The panel, boycotted by several Christian and liberal members, retained the principles of Islamic law as the main source of legislation. The group rushed through the approval of the 234 articles in a meeting that lasted from Thursday afternoon until early Friday.
The assembly moved up the vote to pass the draft before Sunday, when Egypt's highest judicial power is expected to rule on whether to dissolve the panel.

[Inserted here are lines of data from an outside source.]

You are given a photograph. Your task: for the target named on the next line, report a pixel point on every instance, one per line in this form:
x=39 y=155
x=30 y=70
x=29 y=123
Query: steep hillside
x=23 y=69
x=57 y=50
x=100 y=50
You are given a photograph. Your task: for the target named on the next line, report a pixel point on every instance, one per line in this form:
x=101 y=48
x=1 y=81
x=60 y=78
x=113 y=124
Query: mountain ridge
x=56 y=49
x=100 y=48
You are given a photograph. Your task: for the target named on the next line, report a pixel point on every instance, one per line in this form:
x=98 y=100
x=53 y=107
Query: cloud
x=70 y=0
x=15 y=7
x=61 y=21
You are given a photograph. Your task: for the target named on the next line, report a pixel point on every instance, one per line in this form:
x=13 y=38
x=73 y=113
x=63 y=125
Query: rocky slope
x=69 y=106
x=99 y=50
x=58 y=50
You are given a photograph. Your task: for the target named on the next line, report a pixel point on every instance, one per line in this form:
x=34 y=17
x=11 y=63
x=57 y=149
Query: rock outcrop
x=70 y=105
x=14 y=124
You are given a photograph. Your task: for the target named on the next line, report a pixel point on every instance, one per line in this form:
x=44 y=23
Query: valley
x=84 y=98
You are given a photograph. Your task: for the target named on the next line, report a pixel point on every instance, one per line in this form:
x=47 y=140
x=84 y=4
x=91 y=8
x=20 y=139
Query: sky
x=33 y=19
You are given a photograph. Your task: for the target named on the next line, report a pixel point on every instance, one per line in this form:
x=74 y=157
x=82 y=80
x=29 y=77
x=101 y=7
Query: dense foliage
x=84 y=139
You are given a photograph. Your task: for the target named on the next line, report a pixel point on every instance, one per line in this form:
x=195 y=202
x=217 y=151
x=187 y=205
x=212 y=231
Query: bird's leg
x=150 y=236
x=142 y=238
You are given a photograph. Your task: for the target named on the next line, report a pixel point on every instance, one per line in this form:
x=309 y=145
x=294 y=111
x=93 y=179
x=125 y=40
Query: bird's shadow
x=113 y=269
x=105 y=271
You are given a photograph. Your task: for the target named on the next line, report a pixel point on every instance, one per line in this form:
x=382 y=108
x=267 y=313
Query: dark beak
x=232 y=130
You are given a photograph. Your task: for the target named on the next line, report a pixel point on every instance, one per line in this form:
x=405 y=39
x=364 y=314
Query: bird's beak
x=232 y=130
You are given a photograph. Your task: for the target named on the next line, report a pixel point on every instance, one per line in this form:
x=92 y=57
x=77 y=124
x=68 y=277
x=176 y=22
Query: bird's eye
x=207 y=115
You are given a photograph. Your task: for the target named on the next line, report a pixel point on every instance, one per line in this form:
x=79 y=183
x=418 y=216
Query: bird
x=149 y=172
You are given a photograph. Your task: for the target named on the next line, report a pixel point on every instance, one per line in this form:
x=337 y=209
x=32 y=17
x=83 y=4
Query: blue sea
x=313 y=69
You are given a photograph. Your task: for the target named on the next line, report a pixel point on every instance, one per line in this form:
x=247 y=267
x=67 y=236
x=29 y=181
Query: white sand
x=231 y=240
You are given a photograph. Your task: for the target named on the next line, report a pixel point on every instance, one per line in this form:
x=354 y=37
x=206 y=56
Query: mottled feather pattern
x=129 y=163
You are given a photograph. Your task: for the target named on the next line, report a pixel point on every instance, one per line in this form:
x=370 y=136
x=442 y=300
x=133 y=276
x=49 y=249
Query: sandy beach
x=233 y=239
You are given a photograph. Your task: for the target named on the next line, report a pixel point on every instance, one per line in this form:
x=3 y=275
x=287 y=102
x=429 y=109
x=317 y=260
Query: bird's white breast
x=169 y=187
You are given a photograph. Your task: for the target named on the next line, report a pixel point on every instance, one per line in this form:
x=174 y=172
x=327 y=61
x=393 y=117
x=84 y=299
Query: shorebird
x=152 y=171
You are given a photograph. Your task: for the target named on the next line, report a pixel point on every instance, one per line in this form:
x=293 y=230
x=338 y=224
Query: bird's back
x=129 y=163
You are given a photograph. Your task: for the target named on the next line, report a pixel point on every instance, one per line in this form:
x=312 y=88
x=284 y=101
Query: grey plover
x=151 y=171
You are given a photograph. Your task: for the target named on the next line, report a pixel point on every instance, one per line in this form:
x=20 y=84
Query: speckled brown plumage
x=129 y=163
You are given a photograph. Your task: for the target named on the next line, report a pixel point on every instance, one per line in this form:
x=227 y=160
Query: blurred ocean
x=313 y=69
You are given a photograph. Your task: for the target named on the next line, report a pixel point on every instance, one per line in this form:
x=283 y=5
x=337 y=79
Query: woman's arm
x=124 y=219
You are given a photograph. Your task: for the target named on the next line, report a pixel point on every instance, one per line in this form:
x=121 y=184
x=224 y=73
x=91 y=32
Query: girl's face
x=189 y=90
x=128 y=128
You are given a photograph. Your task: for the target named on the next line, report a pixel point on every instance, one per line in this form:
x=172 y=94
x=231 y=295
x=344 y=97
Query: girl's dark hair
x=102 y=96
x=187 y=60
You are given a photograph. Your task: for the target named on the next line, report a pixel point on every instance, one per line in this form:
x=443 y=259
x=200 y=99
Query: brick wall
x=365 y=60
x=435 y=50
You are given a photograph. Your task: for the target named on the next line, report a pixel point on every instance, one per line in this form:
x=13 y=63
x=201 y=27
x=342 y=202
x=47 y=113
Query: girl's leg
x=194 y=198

Egypt's Draft Constitution
Limits president to two four-year terms
Provides protections against arbitrary detention and torture
Islamic law, or Sharia, serves as the basis for legislation
Religious freedom is limited to Muslims, Christians and Jews
Citizens are deemed equal before the law and equal in rights
Over the past few days, about 30 liberal and Christian members pulled out of the panel to protest what they called the hijacking of the process by Islamists loyal to the president.
Morsi went on national television late Thursday to reassure Egyptians that the passage of a new constitution would resolve the current standoff. He said the decree granting himself extraordinary powers would end as soon as the constitution was adopted. And he defended the move, saying it necessary to protect the revolution from reactionary forces.
But the president's opponents argue the wording on personal rights and freedom of expression and religion opens the possibility for repression.
Realtor Hisham Mahmoud, who came to Tahrir with his teenage daughter and her friend, says the drafters did not represent Egypt. He said that after the revolution, Egypt should have “a more elevated constitution.” He wished a broad section of Egyptian intellectuals had been involved.
Protesters also argue the draft was pushed through to avoid a further showdown with Egypt's judiciary. The constitutional court was set to rule on the legitimacy of the body that wrote the draft Sunday, and appears ready to go ahead. What that could mean for the legitimacy of the constitution remains unclear.
While many protesters chanted peaceful slogans, the anger of others was palpable. Law student Eid, wearing a mask of the Egyptian flag, called for continued protests.
“We will stay here, not go anywhere," he said. "And tell Mohamed Morsi, you are not the Egyptian president. You are Ikhwan. You are a liar.”
The Ikhwan, or Muslim Brotherhood, is planning a counter-rally Saturday in support of President Morsi, who officially broke with the group and its political wing on becoming president.